After much anticipation, controversy and media hype, The Da Vinci Code has opened in theaters worldwide. The film - like the best-selling novel it's based on - is a mystery story involving a dark conspiracy by the Catholic Church to suppress some all-too-human truths about the life of Jesus Christ. Its potent blend of historical fact and literary fiction has angered Catholics around the world, and intrigued others.
At the heart of The Da Vinci Code is a woman - Mary Magdelene - who, according to author Dan Brown's characters, married Jesus and bore his child. After the Crucifixion, she moved to the south of France, and founded the Merovingian line of kings. Now in order to keep this secret, the Catholic Church, according to the book, has killed millions of people. "The very first response to this plot has to be mockery and laughter," says Austin Ruse, president of the Catholic Family and Human Rights Institute.
Father Thomas Eitenhower isn't laughing. As president of Human Life International, a Catholic values advocacy group, he is organizing a boycott of the film, which he says promotes Satanism and allows Sony Pictures, which produced it, to profit from prejudice and lies.
"At our baptism, we pledge to reject Satan and all his works and all his empty promises. If Sony profits from anti-Catholic bigotry this week, what can we expect in the future?" Eitenhower asks. "Tom Hanks starring as Hitler in Sony's Mein Kampf? He quotes the New Testament injunction for Christians to 'turn the other cheek' when attacked. "But we do not have to pay someone $9.50 [for a ticket] to sit in a theater and slap us for two hours."
The villain in The Da Vinci Code is an albino monk, who is a member of Opus Dei, an actual 87,000-member organization of lay Catholics. It is portrayed as the murderous hidden power at the center of the Catholic Church. Opus Dei spokesman Brian Finnerty says that Dan Brown embellished false accusations news reporters and former members have made, that Opus Dei is a secretive, even shady, organization.
"Opus Dei is an institution of the Catholic church that tries to help people come closer to God in their work and daily lives," he says. "It has been blessed by all the popes since its earliest years and Pope John Paul Second called Opus Dei's founder 'the saint of ordinary life.' Now that's the complete opposite of the portrayal in 'The Da Vinci Code'! There are no monks in Opus Dei - albino or otherwise - not even on Halloween."

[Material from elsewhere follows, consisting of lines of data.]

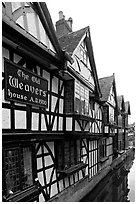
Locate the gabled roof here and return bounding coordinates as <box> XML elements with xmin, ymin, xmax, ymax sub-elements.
<box><xmin>117</xmin><ymin>95</ymin><xmax>125</xmax><ymax>111</ymax></box>
<box><xmin>58</xmin><ymin>26</ymin><xmax>89</xmax><ymax>55</ymax></box>
<box><xmin>99</xmin><ymin>75</ymin><xmax>114</xmax><ymax>102</ymax></box>
<box><xmin>125</xmin><ymin>101</ymin><xmax>131</xmax><ymax>115</ymax></box>
<box><xmin>58</xmin><ymin>26</ymin><xmax>101</xmax><ymax>97</ymax></box>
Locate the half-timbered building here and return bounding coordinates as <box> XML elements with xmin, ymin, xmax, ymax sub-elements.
<box><xmin>2</xmin><ymin>2</ymin><xmax>133</xmax><ymax>202</ymax></box>
<box><xmin>117</xmin><ymin>95</ymin><xmax>131</xmax><ymax>153</ymax></box>
<box><xmin>99</xmin><ymin>74</ymin><xmax>118</xmax><ymax>163</ymax></box>
<box><xmin>56</xmin><ymin>12</ymin><xmax>103</xmax><ymax>182</ymax></box>
<box><xmin>2</xmin><ymin>2</ymin><xmax>74</xmax><ymax>201</ymax></box>
<box><xmin>117</xmin><ymin>95</ymin><xmax>125</xmax><ymax>154</ymax></box>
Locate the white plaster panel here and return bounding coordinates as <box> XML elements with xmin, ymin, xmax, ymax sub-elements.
<box><xmin>45</xmin><ymin>165</ymin><xmax>53</xmax><ymax>184</ymax></box>
<box><xmin>43</xmin><ymin>70</ymin><xmax>50</xmax><ymax>90</ymax></box>
<box><xmin>41</xmin><ymin>114</ymin><xmax>47</xmax><ymax>131</ymax></box>
<box><xmin>51</xmin><ymin>96</ymin><xmax>57</xmax><ymax>112</ymax></box>
<box><xmin>15</xmin><ymin>110</ymin><xmax>26</xmax><ymax>129</ymax></box>
<box><xmin>38</xmin><ymin>172</ymin><xmax>45</xmax><ymax>186</ymax></box>
<box><xmin>52</xmin><ymin>116</ymin><xmax>57</xmax><ymax>131</ymax></box>
<box><xmin>58</xmin><ymin>117</ymin><xmax>63</xmax><ymax>130</ymax></box>
<box><xmin>44</xmin><ymin>156</ymin><xmax>53</xmax><ymax>166</ymax></box>
<box><xmin>52</xmin><ymin>77</ymin><xmax>58</xmax><ymax>93</ymax></box>
<box><xmin>31</xmin><ymin>113</ymin><xmax>39</xmax><ymax>130</ymax></box>
<box><xmin>2</xmin><ymin>108</ymin><xmax>11</xmax><ymax>129</ymax></box>
<box><xmin>47</xmin><ymin>142</ymin><xmax>54</xmax><ymax>155</ymax></box>
<box><xmin>75</xmin><ymin>121</ymin><xmax>81</xmax><ymax>131</ymax></box>
<box><xmin>66</xmin><ymin>117</ymin><xmax>72</xmax><ymax>131</ymax></box>
<box><xmin>59</xmin><ymin>99</ymin><xmax>64</xmax><ymax>114</ymax></box>
<box><xmin>37</xmin><ymin>158</ymin><xmax>43</xmax><ymax>169</ymax></box>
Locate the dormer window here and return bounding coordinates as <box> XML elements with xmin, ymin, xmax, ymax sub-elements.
<box><xmin>80</xmin><ymin>41</ymin><xmax>88</xmax><ymax>65</ymax></box>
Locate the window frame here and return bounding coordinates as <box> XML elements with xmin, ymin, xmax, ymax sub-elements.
<box><xmin>2</xmin><ymin>144</ymin><xmax>36</xmax><ymax>197</ymax></box>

Despite the harsh words in the book, some Catholics, like Father Paul Keenan, a parish priest and co-host of a religious radio talk show in New York City, see a silver lining in the Da Vinci Code controversy.
"It's an opportunity for us to form discussion groups in our parishes, to explain some of the misconceptions The Da Vinci Code has about the Church," Keenan says. "And it's a wonderful opportunity for Catholics to talk about their faith in public."

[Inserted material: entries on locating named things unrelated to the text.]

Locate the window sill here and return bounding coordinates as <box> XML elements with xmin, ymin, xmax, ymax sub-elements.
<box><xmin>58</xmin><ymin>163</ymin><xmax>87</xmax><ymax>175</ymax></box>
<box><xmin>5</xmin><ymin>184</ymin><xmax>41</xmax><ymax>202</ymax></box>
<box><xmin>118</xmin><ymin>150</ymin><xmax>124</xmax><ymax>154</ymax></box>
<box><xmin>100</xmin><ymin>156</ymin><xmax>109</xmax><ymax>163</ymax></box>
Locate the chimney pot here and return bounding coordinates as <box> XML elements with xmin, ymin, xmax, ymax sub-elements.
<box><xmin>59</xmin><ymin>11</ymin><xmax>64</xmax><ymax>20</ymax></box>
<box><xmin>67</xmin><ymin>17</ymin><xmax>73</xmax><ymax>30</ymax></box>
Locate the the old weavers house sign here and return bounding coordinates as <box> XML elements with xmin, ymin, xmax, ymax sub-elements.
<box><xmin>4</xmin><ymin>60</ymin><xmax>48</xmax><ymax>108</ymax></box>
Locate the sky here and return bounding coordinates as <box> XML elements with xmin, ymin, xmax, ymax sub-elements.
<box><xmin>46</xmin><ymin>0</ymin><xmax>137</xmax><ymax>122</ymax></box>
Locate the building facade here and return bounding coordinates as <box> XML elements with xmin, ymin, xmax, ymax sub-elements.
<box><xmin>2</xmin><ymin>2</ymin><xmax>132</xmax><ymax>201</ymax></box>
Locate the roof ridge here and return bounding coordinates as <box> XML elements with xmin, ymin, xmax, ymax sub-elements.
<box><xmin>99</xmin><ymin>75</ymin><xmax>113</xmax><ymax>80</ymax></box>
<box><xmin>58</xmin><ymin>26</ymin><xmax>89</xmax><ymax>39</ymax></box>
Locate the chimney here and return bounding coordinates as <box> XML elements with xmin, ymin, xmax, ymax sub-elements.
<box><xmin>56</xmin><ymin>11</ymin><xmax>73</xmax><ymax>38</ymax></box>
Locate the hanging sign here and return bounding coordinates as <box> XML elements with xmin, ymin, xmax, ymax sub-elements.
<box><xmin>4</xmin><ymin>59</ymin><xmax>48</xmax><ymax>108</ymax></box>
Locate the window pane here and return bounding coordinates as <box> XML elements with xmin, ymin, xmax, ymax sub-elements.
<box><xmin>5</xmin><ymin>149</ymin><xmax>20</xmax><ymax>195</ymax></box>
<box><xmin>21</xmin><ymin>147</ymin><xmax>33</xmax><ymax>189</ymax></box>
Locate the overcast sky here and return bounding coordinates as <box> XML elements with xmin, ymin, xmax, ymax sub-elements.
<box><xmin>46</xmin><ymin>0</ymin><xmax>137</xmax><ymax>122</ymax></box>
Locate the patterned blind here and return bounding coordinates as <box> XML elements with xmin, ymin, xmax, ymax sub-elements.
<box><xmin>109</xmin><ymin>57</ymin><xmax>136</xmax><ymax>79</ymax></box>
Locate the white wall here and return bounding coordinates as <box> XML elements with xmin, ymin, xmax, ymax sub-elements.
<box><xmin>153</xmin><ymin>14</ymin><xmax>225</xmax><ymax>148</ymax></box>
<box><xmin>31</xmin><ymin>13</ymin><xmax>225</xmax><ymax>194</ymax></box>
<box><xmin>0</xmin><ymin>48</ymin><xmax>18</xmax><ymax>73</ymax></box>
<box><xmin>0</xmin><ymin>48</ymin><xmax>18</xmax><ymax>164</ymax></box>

But Father Keenan notes, that's not true everywhere, such as in the Philippines, where an archbishop has said the book and film should be banned.
"It's a very different reaction from ours and I think that's because we're Americans. We're used to a variety of opinions," he says. "We are used to debate and public discussion and so it doesn't bother us so much."
Indeed, not all who call themselves Catholic are fazed by The Da Vinci Code, including Father Jim Lehman. He's with the Ecumenical Catholic Communion, an independent Catholic body that ordains women and allows priests to marry. He points out the Christian holy scriptures themselves do not specify whether Jesus was married, or not.
"The early Church had lots of fights and discussions over what it meant for Jesus to be fully human and how the divinity and the humanity of Christ were integrated together, and over time we continue to evolve and understand that," he says. "And I think we just have issues as a society and with organized religion with sexuality, and what does sexuality mean and would that diminish in some way what Jesus did? To me, it doesn't. His death and resurrection doesn't change."
Whatever the truth about Jesus and Mary Magdalene turns out to be, one thing seems certain: The Da Vinci Code has gotten a lot of people talking about religion.